This is a list of colleges and universities in Netherlands that provide courses in Human-Animal studies. This includes the name of the college, the name of the course, who is teaching the course, and brief description of the course that the instructor will be covering.
Learning Animals is a new certificate program through which students can receive study credits through their own universities. Examples of European universities where students have thus far received such credits include Leeuwarden University of Applied Social Sciences, Netherlands; Pisa University, Faculty of Veterinary Medicine, Italy; Teramo University, Faculty of Veterinary Medicine and Animal Welfare, Italy; and Napoli University, Faculty of Veterinary Medicine, Italy. The programs are Master Classes in applied cognitive ethology within an animal-human interaction and animal ethics framework.

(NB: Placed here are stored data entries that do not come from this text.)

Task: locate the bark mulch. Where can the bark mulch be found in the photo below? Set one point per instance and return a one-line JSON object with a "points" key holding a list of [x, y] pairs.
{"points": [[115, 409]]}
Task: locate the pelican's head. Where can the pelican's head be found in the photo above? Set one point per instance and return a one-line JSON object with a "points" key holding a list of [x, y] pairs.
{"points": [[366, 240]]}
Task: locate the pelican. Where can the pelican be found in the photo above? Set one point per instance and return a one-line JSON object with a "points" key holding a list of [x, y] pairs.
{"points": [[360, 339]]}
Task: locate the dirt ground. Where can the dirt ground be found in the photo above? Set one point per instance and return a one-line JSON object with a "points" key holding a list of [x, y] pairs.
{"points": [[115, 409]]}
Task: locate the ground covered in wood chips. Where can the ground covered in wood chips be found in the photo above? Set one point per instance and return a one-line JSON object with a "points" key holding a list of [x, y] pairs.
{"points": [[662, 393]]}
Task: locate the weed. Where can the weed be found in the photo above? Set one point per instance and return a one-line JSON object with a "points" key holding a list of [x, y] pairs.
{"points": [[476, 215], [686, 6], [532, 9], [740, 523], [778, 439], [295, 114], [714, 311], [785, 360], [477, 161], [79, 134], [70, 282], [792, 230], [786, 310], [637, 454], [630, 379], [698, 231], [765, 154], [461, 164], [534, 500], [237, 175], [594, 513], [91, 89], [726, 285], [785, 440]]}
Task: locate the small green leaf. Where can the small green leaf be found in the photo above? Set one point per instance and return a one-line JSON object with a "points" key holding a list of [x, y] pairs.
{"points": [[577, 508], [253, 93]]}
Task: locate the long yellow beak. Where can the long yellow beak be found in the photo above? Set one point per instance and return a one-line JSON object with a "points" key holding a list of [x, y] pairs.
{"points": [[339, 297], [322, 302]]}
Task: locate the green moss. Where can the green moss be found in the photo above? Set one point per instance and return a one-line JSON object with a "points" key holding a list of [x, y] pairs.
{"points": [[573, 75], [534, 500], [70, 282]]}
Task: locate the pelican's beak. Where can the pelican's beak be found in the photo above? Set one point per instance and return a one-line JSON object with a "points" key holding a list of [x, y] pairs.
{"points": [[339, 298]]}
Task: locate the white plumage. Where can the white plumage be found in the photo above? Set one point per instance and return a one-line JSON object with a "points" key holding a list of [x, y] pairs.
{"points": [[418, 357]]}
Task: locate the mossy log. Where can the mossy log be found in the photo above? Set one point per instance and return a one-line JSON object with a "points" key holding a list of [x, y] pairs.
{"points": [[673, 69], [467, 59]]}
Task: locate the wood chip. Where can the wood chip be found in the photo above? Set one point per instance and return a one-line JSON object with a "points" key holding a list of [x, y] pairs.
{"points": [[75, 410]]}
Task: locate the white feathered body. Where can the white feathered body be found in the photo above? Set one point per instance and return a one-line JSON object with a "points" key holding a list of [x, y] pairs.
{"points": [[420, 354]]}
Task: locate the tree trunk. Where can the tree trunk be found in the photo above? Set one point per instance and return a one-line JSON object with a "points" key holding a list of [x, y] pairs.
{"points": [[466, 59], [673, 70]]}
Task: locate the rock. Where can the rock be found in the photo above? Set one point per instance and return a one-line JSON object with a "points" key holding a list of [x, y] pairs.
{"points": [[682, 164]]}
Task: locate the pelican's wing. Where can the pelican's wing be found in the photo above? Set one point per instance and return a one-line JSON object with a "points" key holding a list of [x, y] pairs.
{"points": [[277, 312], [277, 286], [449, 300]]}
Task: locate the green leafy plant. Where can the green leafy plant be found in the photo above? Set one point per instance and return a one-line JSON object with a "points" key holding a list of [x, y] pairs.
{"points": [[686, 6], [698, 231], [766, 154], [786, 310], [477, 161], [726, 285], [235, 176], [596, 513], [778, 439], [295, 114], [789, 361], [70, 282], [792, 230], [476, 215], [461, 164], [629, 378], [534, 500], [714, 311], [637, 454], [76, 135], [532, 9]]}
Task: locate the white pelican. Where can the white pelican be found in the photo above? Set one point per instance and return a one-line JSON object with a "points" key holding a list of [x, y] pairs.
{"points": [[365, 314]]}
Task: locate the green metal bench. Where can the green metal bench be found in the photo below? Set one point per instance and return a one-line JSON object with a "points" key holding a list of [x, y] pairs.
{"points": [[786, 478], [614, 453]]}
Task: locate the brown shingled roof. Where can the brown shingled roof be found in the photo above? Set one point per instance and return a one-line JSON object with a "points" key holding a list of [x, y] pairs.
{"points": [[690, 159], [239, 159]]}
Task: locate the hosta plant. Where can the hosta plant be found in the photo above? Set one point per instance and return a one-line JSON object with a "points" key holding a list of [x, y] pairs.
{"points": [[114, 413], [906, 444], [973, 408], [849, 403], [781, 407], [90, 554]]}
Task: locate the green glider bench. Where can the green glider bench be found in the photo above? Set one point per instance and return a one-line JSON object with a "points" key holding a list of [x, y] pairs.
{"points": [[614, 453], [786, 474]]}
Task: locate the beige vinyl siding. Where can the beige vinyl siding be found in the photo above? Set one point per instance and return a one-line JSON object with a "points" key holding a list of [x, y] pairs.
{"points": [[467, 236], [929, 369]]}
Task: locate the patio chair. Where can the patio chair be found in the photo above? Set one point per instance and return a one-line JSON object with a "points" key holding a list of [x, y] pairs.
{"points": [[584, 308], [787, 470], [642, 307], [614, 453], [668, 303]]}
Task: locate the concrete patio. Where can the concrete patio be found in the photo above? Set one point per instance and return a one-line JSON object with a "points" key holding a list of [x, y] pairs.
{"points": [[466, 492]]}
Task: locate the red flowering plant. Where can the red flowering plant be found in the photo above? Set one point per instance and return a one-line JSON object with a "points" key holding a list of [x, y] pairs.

There are three main education programs: Learning Dog (Applied Canine Zooanthropology); Learning Horse (Applied Equine Zooanthropology); and Learning Human (work for Animal Assisted Interactions professionals). At the end of the program, students receive a certificate of participation for accomplishing the education program in applied zooanthropology. The program includes an online component followed by an in-person, practical setting for further development of skills in the Netherlands, Italy, Sweden, the UK, and on request, outside Europe.
University of Amsterdam
Elective in Media Studies: Animal Studies
Gorilla Bokito in Blijdorp and (the late) polar bear Knut in Berlin, penguin Happy Feet in New Zealand and orca Morgan at the Dolfinarium. And: Mickey Mouse and Garfield, Finding Nemo and Avatar, March of the Penguins and BBC series like Earth and Life. Animals have become prominent, not just in media but since recently in media studies (and disciplines like history, philosophy and ethics too). As animals occupy a greater and greater prominence in contemporary audiovisual and popular culture, we are also realizing how strongly our representations of them are culturally coded. Starting from this recognition, since the 1990s the new academic discipline under the name of Animal Studies has developed a theoretically informed perspective from the social sciences and the humanities (cultural studies in particular). The lectures of the course offer an introduction to this new and internationally fast-developing field within the humanities (and the social sciences). Therefore, the course also fits for advanced students from other (like the above-mentioned) disciplines.